Inlander, Gestapu dan Kontra-Revolusi [2]

Diposting oleh poentjak harapan on Minggu, 18 Maret 2012


 Saudara boleh berkata, ya aku anti Gestapu! Ya aku juga anti Gestapu, aku juga memerintahkan agar supaya orang-orang yang menjalankan Gestapu itu dihukum. Tetapi, wacht even, kalau ada orang dengan antinya Gestapu itu juga merobek-robek dadanya bangsa Indonesia, dia akan berhadap-hadapan dengan saya. Tuhan yang akan memberi bantuan kepada saya, insya Allah SWT. Gemampang saudara-saudara! Kamu orang itu buat apa disini, buat apa? Ya kamu karyawan-karyawan buat apa? Aku bertanya lagi, buat apa engkau? Buat apa engkau? Buat bangsa dan negara.

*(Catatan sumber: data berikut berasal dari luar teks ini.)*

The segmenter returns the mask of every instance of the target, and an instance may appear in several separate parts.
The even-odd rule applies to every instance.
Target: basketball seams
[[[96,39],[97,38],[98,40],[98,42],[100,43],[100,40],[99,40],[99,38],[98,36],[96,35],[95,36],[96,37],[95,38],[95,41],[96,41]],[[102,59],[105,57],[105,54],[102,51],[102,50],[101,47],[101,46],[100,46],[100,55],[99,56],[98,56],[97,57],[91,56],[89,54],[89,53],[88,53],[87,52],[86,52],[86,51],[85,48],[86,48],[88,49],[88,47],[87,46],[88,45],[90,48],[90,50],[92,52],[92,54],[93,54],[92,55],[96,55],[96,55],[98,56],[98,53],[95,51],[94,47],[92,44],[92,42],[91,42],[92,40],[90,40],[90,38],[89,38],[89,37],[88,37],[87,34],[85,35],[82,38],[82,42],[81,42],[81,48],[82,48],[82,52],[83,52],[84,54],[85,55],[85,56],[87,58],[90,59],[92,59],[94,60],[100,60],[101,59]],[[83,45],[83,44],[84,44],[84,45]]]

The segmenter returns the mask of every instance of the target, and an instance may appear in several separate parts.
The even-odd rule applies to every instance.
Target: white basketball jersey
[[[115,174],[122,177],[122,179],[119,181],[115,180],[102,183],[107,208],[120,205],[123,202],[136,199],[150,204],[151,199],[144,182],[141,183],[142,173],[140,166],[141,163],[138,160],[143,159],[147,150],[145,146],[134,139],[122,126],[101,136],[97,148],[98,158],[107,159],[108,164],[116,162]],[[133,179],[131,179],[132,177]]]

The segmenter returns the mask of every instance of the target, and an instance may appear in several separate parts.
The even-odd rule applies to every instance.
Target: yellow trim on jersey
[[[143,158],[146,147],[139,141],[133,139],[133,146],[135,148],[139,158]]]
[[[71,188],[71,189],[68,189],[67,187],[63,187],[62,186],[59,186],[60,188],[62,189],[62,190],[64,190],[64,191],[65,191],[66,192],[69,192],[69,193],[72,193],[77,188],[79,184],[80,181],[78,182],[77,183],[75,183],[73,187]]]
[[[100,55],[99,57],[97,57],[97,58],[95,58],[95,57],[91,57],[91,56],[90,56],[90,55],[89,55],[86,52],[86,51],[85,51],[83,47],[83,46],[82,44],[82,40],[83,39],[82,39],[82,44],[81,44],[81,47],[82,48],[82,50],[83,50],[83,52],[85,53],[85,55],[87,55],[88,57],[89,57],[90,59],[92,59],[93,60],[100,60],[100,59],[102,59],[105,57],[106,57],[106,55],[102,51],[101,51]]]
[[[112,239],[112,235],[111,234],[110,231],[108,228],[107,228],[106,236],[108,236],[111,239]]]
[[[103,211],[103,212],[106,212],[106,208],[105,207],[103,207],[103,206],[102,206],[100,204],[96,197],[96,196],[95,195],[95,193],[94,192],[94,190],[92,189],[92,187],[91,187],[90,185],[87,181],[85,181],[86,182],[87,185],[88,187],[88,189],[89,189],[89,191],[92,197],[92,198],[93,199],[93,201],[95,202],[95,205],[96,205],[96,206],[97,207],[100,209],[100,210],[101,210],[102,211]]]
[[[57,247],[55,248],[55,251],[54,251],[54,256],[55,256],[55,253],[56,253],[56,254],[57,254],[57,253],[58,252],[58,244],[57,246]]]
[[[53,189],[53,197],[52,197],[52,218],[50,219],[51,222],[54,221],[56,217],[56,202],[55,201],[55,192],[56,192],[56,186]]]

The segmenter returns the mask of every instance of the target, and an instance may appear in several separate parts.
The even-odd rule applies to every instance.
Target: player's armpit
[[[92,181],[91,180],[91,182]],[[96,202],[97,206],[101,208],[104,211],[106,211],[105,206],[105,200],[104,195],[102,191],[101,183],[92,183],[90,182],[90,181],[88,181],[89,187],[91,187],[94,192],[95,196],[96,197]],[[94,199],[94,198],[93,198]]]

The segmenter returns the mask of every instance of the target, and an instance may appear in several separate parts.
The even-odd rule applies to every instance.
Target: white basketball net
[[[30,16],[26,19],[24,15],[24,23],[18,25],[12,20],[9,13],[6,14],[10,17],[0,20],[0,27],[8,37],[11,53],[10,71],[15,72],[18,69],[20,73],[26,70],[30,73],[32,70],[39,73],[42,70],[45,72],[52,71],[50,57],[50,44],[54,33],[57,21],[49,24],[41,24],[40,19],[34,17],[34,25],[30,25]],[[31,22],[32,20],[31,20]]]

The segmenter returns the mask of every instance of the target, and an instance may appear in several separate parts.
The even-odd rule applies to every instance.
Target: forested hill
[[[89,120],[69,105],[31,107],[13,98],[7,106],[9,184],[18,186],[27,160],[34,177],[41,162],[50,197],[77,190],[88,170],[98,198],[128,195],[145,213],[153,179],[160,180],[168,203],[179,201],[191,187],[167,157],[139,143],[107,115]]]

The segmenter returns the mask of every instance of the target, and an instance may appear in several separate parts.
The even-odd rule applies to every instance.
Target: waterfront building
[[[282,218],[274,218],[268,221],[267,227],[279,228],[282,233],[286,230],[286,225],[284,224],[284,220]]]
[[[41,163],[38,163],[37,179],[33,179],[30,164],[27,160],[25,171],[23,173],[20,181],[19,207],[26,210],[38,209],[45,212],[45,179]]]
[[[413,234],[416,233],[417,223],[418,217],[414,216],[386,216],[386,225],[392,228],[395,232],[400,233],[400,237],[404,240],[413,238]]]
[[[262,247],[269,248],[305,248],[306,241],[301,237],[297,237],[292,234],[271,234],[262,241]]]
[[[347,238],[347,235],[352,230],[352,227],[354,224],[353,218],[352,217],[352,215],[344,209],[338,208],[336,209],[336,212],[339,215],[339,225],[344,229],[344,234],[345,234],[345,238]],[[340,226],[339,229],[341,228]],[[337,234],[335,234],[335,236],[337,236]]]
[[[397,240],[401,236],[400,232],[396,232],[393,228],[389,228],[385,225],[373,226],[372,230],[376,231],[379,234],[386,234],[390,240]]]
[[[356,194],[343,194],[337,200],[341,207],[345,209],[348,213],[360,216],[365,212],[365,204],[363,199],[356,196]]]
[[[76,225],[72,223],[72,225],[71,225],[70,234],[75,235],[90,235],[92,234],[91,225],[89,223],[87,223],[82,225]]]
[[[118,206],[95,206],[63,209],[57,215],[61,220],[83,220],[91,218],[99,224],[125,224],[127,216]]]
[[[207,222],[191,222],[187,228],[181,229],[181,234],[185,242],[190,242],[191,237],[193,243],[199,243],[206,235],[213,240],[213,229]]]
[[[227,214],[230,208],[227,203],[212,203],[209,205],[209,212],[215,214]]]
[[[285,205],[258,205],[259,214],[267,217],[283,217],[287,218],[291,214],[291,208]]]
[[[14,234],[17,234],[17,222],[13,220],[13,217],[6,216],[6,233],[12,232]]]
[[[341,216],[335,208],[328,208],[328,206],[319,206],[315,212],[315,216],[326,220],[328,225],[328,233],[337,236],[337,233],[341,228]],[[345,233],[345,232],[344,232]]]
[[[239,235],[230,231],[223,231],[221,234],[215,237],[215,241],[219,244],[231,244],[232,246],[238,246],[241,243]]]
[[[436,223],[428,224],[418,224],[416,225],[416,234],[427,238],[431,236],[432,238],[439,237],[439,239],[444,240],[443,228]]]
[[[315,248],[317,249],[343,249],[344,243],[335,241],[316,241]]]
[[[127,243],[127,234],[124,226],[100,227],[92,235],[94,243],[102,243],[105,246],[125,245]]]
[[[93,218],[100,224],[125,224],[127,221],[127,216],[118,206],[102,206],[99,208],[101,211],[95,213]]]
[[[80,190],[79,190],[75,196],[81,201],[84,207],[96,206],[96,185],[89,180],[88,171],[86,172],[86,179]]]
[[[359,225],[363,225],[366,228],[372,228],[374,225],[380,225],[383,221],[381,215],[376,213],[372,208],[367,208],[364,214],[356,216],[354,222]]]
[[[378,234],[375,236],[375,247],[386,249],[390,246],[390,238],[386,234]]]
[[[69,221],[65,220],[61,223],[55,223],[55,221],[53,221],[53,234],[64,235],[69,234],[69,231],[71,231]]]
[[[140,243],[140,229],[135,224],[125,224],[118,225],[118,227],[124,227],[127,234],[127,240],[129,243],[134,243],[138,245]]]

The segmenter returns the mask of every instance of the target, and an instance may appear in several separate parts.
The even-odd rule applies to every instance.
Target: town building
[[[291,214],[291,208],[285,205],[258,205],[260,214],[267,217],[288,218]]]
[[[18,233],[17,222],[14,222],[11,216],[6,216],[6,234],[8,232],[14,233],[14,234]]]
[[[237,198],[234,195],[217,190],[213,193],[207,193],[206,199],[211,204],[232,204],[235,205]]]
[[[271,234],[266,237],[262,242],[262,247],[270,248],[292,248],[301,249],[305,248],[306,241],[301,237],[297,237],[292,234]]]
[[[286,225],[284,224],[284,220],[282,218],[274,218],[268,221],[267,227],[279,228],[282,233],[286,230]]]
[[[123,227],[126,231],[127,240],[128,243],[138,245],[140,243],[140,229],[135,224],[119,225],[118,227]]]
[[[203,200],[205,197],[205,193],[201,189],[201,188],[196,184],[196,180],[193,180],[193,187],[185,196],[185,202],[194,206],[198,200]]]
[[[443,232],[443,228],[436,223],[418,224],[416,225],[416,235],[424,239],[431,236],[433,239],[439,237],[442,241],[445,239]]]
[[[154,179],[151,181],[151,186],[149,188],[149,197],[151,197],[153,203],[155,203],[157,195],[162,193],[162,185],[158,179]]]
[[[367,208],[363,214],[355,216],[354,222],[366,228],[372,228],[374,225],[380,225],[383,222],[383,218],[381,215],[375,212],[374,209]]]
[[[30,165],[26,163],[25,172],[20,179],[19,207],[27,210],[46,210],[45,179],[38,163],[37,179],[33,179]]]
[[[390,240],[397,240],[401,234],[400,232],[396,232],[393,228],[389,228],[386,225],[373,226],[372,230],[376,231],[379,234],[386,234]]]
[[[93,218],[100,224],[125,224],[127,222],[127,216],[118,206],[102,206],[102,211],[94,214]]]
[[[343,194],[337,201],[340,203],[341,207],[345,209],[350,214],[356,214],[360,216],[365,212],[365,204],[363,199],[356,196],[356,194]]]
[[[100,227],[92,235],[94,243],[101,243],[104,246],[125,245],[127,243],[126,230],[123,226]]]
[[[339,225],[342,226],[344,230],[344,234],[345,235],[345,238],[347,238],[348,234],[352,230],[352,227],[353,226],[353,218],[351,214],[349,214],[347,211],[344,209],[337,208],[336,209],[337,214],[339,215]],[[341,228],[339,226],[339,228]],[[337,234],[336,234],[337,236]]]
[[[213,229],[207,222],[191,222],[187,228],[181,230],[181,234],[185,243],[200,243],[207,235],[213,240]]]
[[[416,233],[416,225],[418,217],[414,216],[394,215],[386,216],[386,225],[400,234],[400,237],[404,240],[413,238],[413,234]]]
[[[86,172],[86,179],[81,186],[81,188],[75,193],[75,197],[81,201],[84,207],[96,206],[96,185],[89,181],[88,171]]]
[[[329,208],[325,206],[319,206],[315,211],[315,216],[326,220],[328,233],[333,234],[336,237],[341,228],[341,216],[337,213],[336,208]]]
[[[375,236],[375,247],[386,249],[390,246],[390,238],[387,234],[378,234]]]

Kenapa engkau kadang-kadang, saya tidak mengatakan engkau, benar engkau, tetapi kenapa kadang-kadang, nama berbakti tapi memecah-mecah bangsa. Nama berbakti kepada negara, tetapi merugikan kepada negara. Kenapa?
Ya, kami anti Gestapu!
Ya, Gestapu kan lain. Emma Puradeja, itu kan lain! Malah saya di dalam pidato saya di hadapan Kabinet pleno pernah saya mengatakan, menguraikan kepada tuan-tuan dan nyonya-nyonya pemimpin, bahwa perbuatan Gestapu adalah satu , ditinjau dari Marxisme, eine kinderkrankheit des kommunismus, kinderkrankheit des kommunismus. Yang sudah terjadi pula di Soviet Uni, di zamannya Lenin. Zaman-zaman Lenin itu ada orang yang mengira, ho, sosialisme tidak bisa dijalankan, kalau dijalankan dengan cara begini ini. Sosialisme hanyalah bisa dijalankan kalau kita potong lehernya orang-orang yang tidak mengikuti sosialisme. Lantas pemuda-pemuda Soviet Uni ini menembak mati beberapa jendral, seperti di sini ini 1 Oktober. Ada yang membakar rumahnya orang-orang yang bekas kapitalis. Lenin terus bangun, hukum perbuatan yang demikian ini. Malahan Lenin mengatakan ini adalah Kinderkrankheit, anak kecil yang tidak mengerti kepada revolusi.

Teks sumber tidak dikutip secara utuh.